The matter set forth in the foregoing description and accompanying drawings is offered by way of illustration only and not as a limitation. While particular embodiments have been shown and described, it will be apparent to those skilled in the art that changes and modifications may be made without departing from the broader aspects of the inventors' contribution. The actual scope of the protection sought is intended to be defined in the following claims when viewed in their proper perspective based on the prior art.

Claims

What is claimed is:

1. A hammer head having a longitudinal axis, the hammer head comprising:

a body adapted to be coupled to a handle, the body having opposing first and second ends and a first axial bore extending into the body from the second end in a direction towards the first end, wherein the first end is adapted to impact a work piece;

an end cap coupled to the second end and including a second axial bore extending into the end cap;

a continuous internal cavity formed by the first and second axial bores, wherein the internal cavity has a cavity length extending along the longitudinal axis;

a guide rod disposed in the internal cavity and extending along the longitudinal axis, wherein the guide rod has a guide rod length that substantially corresponds to the cavity length to restrict axial movement of the guide rod in the internal cavity; and

a weight including a through hole, wherein the weight is disposed in the internal cavity and the guide rod extends through the through hole,

wherein the weight is longitudinally moveable in each of the first and second axial bores along the guide rod.

2. The hammer head of claim 1, wherein the weight has a shape that substantially corresponds to a cross sectional shape of the internal cavity.

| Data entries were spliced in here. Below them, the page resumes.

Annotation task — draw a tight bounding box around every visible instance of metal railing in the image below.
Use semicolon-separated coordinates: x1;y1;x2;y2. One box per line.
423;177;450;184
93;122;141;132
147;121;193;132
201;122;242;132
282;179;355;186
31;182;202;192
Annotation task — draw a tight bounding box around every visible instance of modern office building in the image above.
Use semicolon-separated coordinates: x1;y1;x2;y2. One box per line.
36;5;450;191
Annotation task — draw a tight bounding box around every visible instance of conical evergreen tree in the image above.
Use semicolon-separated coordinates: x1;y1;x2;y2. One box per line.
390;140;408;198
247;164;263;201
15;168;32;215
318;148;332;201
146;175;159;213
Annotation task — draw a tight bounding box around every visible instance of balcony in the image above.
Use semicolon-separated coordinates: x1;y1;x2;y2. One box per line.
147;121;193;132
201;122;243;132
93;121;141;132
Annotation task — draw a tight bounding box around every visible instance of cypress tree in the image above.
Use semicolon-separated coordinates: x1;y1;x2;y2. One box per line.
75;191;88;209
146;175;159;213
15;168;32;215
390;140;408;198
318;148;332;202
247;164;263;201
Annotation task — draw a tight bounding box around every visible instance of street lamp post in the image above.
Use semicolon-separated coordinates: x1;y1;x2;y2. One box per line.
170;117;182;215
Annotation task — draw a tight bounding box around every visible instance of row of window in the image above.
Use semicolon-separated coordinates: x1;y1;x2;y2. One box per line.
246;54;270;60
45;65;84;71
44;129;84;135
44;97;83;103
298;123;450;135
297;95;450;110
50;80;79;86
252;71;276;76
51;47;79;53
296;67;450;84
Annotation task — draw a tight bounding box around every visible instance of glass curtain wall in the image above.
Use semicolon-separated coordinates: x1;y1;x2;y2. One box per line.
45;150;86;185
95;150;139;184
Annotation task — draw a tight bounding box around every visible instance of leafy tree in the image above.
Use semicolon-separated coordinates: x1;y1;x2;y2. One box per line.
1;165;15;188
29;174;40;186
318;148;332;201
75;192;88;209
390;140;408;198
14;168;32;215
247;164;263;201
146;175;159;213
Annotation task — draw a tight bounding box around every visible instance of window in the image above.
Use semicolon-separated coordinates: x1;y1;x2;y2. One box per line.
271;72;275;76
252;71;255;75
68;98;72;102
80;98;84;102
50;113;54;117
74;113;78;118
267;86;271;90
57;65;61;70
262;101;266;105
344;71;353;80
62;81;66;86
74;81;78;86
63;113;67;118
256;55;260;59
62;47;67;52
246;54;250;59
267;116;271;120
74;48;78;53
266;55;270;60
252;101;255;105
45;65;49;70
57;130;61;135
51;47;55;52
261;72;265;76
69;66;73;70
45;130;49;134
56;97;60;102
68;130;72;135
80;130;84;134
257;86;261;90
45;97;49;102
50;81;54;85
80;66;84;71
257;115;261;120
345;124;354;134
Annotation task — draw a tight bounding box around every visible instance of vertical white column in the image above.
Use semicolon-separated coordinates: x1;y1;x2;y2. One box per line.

3. The hammer head of claim 1, wherein the weight includes more than one weight, and a combined length of the weights is less than the cavity length.

4. The hammer head of claim 1, wherein the weight includes more than one weight, and the weights are linearly arranged along the longitudinal axis.

5. The hammer head of claim 1, wherein the weight is substantially disc shaped.

6. The hammer head of claim 1, wherein the end cap is releasably coupled to the second end.